Winter is full of adverse weather. This time of year, it is reasonable to expect ice, snow and cold temperatures. Some folks shovel their driveways and sidewalks or hire entrepreneurial kids in the neighborhood to do it for them. I have many clients whose businesses plow driveways and parking lots professionally.
Of course, whenever snow and ice accumulate, removal is in order. Depending upon the roadway adjacent to your location, the state, a municipality (city or village) or township may be responsible for snow removal on that roadway. The act of salting roadways and removing snow from the surfaces of roadways is considered a “government function.”
Under the legal doctrine of “sovereign immunity,” governments are not liable for mistakes or shoddy work undertaken or omitted in relation to government functions. Therefore, if a roadway is not plowed, a roadway is plowed poorly or if inadequate salt/sand is applied, the government generally bears no responsibilities for any accidents resulting from that untimely plowing or salting.
However, there are situations where government can be liable for damages while undertaking government functions, such as snow and ice removal. The standard to be satisfied before recovering for damages resulting from a poorly salted or plowed road is “unreasonableness.”
If the government unit conducting the work was “unreasonable” in doing or omitting some governmental function and that work/omission actually injured a person, that government agency may face some liability. This standard is very protective of the government and is only seldom effectively used.
Damaged and dislodged mailboxes are a frequent complaint from government snowplows, particularly when dealing with heavy (usually wetter) snow. Governments are required to be reasonable in carrying out their government functions, which means that there is sometimes a responsibility to either refurbish mailboxes damaged by a snowplow or secure a replacement mailbox, depending upon the circumstance.
Remarkably, home and business owners are not required to remove any “natural accumulations” of snow and ice from their own properties because snow and ice (particularly in our part of Ohio) is considered a foreseeable and clear and obvious danger to everyone. This law applies to both businesses and homes, even when uninvited strangers arrive or leave on sidewalks and on driveways. The removal of some snow while leaving ice underneath the remaining snow also does not increase the homeowner/business owner’s liability because only naturally accumulating snow and ice would remain, and its removal is not required.
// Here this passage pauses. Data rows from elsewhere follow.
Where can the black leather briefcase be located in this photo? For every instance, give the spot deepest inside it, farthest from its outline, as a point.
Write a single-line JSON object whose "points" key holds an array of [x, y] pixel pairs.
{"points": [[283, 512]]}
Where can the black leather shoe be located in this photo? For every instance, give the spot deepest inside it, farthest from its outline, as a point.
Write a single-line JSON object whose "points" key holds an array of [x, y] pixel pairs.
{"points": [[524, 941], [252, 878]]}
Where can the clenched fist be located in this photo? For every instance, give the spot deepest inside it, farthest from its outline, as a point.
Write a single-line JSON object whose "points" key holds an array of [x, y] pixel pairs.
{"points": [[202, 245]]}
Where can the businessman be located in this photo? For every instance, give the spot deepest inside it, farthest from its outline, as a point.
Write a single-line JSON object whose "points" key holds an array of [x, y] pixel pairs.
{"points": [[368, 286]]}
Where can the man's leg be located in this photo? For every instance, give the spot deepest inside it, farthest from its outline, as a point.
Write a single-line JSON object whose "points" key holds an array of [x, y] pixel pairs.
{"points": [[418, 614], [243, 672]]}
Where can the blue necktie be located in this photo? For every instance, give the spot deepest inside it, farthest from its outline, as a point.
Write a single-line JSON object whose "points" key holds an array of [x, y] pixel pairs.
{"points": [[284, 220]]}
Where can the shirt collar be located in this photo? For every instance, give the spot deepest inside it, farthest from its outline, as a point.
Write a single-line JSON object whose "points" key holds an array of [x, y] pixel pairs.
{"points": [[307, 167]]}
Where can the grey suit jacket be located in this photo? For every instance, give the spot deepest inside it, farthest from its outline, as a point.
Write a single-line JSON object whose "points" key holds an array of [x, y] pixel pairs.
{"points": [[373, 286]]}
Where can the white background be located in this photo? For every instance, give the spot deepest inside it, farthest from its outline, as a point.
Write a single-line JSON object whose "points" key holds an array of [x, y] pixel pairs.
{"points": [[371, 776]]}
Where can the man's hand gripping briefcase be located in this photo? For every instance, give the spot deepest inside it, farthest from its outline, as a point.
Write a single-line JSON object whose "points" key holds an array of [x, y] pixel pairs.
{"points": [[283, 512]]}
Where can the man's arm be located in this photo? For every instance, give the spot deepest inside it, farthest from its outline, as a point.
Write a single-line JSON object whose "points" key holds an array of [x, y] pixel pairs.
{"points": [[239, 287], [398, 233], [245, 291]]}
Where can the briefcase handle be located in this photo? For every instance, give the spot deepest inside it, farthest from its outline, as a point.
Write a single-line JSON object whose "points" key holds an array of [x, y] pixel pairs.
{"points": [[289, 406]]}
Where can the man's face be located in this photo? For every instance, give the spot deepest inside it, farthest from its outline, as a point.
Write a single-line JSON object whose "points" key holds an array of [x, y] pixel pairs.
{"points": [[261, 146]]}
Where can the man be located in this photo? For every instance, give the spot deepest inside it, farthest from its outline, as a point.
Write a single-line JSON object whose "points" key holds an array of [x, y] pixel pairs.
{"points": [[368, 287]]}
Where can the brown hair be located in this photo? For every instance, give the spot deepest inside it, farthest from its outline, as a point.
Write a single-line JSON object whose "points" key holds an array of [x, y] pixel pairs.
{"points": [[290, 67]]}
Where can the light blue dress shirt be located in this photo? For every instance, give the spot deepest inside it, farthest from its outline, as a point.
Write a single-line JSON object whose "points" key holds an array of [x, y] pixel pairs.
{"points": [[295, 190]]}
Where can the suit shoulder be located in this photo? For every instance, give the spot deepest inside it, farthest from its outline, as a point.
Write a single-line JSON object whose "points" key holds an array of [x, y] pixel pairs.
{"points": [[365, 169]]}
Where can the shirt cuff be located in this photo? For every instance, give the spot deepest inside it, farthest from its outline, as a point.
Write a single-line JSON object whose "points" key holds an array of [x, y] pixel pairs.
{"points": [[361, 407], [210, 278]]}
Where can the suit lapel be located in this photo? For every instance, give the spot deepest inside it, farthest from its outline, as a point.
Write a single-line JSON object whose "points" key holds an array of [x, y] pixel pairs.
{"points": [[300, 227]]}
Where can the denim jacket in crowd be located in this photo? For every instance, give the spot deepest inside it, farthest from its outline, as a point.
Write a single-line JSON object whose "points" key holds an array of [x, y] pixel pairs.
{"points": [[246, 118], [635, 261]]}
As usual, there are a few exceptions. Most municipalities will require homeowners and businesses to remove snow from the sidewalks on their properties within a certain window of time, usually defined as reasonable or 12 to 18 hours. Specifically, homeowners and businesses must remove snow and ice near their respective mailboxes to accommodate mail delivery.
And, if a home or business owner actually does remove the snow and ice and relocates it to a place or pile where others can be hurt, and someone is actually hurt from the newly piled snow, the homeowner/business owner may face liability.